DISTINCT Operator
The DISTINCT
operator in a SELECT
statement filters the result set to
remove duplicates:
-- Returns the unique values from one column.
-- NULL is included in the set of values if any rows have a NULL in this column.
select distinct c_birth_country from customer;
-- Returns the unique combinations of values from multiple columns.
select distinct c_salutation, c_last_name from customer;
You can use DISTINCT
in combination with an aggregation function, typically
COUNT()
, to find how many different values a column contains:
-- Counts the unique values from one column.
-- NULL is not included as a distinct value in the count.
select count(distinct c_birth_country) from customer;
-- Counts the unique combinations of values from multiple columns.

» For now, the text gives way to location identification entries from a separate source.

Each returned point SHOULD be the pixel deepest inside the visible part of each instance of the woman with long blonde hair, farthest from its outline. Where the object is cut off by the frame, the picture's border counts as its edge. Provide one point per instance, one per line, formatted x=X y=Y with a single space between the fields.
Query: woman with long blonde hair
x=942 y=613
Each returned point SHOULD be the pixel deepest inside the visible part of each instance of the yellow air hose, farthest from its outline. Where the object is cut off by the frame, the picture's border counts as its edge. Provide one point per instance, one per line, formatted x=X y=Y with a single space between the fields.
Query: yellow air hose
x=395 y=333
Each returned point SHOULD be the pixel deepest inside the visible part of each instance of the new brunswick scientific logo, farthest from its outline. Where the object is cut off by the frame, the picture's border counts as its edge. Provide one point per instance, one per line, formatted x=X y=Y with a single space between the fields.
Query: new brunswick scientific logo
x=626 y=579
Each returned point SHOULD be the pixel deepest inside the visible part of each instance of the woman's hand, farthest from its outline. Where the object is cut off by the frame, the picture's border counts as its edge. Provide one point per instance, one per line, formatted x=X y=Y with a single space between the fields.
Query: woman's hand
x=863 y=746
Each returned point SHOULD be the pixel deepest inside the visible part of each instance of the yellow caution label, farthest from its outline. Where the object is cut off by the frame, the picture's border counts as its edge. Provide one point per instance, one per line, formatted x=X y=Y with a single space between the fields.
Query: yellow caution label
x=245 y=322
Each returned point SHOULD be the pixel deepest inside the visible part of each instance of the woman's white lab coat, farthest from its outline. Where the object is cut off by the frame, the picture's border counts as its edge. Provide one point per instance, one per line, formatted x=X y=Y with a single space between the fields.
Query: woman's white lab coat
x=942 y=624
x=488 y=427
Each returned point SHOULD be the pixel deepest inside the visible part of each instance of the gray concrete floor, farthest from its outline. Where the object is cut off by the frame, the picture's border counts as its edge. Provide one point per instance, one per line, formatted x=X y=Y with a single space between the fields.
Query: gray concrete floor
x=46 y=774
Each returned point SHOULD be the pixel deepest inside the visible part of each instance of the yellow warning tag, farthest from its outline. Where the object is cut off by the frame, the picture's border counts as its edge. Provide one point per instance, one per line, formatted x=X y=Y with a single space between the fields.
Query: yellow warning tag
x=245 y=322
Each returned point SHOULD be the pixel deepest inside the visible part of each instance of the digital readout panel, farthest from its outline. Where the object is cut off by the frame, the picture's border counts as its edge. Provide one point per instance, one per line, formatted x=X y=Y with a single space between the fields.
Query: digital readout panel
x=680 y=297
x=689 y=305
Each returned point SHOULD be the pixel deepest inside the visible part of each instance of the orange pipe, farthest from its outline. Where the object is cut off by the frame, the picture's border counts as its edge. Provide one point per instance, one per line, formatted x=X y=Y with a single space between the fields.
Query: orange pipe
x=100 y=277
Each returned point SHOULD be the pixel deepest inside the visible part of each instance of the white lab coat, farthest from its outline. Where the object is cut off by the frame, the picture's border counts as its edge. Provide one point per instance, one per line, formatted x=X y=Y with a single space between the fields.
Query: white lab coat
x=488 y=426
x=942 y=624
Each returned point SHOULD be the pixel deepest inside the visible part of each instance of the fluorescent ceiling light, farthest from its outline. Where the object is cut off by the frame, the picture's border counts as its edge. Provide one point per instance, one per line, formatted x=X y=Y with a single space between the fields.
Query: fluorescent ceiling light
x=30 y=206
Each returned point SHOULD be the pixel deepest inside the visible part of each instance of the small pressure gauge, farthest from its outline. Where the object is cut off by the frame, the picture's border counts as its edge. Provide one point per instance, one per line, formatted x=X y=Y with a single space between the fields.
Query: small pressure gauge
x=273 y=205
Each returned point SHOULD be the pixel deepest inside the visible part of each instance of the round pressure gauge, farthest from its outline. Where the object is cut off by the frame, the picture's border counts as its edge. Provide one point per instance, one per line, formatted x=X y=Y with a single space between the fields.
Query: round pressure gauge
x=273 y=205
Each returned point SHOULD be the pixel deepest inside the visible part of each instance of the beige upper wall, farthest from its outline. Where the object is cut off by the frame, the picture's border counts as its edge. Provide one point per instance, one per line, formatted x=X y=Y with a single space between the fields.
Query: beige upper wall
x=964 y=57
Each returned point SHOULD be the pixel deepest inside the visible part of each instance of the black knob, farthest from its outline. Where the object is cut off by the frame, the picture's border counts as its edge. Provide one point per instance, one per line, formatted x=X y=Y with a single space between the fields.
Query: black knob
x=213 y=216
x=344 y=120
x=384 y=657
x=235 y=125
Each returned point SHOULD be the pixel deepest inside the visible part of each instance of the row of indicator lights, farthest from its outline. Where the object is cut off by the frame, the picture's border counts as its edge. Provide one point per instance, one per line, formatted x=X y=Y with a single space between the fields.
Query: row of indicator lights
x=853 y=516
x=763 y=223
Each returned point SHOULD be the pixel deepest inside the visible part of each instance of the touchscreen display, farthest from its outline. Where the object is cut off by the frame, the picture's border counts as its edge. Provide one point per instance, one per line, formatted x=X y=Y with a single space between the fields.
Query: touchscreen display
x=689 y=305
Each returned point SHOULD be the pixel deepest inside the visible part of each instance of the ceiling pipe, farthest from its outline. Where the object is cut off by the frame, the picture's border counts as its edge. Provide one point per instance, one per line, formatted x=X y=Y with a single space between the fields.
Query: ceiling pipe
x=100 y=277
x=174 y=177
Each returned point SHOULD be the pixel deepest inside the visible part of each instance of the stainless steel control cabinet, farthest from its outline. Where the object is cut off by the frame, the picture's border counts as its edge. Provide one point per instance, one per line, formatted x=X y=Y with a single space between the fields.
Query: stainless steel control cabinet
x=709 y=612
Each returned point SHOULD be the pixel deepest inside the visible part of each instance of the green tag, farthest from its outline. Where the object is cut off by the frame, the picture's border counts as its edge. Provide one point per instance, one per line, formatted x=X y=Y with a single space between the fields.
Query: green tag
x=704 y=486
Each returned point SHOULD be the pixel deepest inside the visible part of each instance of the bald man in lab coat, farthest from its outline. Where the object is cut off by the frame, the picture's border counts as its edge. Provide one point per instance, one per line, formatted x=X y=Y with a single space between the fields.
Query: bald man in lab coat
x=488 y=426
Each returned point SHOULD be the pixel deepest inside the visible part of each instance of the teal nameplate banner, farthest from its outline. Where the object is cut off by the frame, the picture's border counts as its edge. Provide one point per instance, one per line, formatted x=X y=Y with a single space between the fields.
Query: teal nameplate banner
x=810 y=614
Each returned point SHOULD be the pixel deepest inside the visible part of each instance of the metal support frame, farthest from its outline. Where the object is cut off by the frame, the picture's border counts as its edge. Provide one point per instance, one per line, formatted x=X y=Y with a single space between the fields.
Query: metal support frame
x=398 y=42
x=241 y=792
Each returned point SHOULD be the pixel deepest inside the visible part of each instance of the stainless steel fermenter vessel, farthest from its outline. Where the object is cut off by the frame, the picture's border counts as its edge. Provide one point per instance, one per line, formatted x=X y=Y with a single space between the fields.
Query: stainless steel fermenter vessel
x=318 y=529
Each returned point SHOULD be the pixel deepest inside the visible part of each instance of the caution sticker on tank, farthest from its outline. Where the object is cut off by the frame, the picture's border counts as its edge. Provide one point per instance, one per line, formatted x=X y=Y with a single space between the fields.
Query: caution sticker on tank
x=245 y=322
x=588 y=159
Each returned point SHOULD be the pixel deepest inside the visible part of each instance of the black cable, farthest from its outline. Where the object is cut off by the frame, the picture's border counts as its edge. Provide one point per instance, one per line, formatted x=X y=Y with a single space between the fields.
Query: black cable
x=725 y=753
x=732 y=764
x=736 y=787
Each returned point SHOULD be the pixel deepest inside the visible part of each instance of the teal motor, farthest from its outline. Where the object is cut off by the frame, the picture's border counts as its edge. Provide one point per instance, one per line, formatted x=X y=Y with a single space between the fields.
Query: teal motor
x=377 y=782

select count(distinct c_salutation, c_last_name) from customer;
One construct that Impala SQL does not support is using DISTINCT
in more than one
aggregation function in the same query. For example, you could not have a single query with both
COUNT(DISTINCT c_first_name)
and COUNT(DISTINCT c_last_name)
in the
SELECT
list.
Zero-length strings: For purposes of clauses such as DISTINCT
and GROUP
BY
, Impala considers zero-length strings (""
), NULL
, and space
to all be different values.
By default, Impala only allows a single COUNT(DISTINCT columns)
expression in each query.
If you do not need precise accuracy, you can produce an estimate of the distinct values for a column by
specifying NDV(column)
; a query can contain multiple instances of
NDV(column)
. To make Impala automatically rewrite
COUNT(DISTINCT)
expressions to NDV()
, enable the
APPX_COUNT_DISTINCT
query option.
To produce the same result as multiple COUNT(DISTINCT)
expressions, you can use the
following technique for queries involving a single table:
select v1.c1 result1, v2.c1 result2 from
(select count(distinct col1) as c1 from t1) v1
cross join
(select count(distinct col2) as c1 from t1) v2;
Because CROSS JOIN
is an expensive operation, prefer to use the NDV()
technique wherever practical.
In contrast with some database systems that always return DISTINCT
values in sorted order,
Impala does not do any ordering of DISTINCT
values. Always include an ORDER
BY
clause if you need the values in alphabetical or numeric sorted order.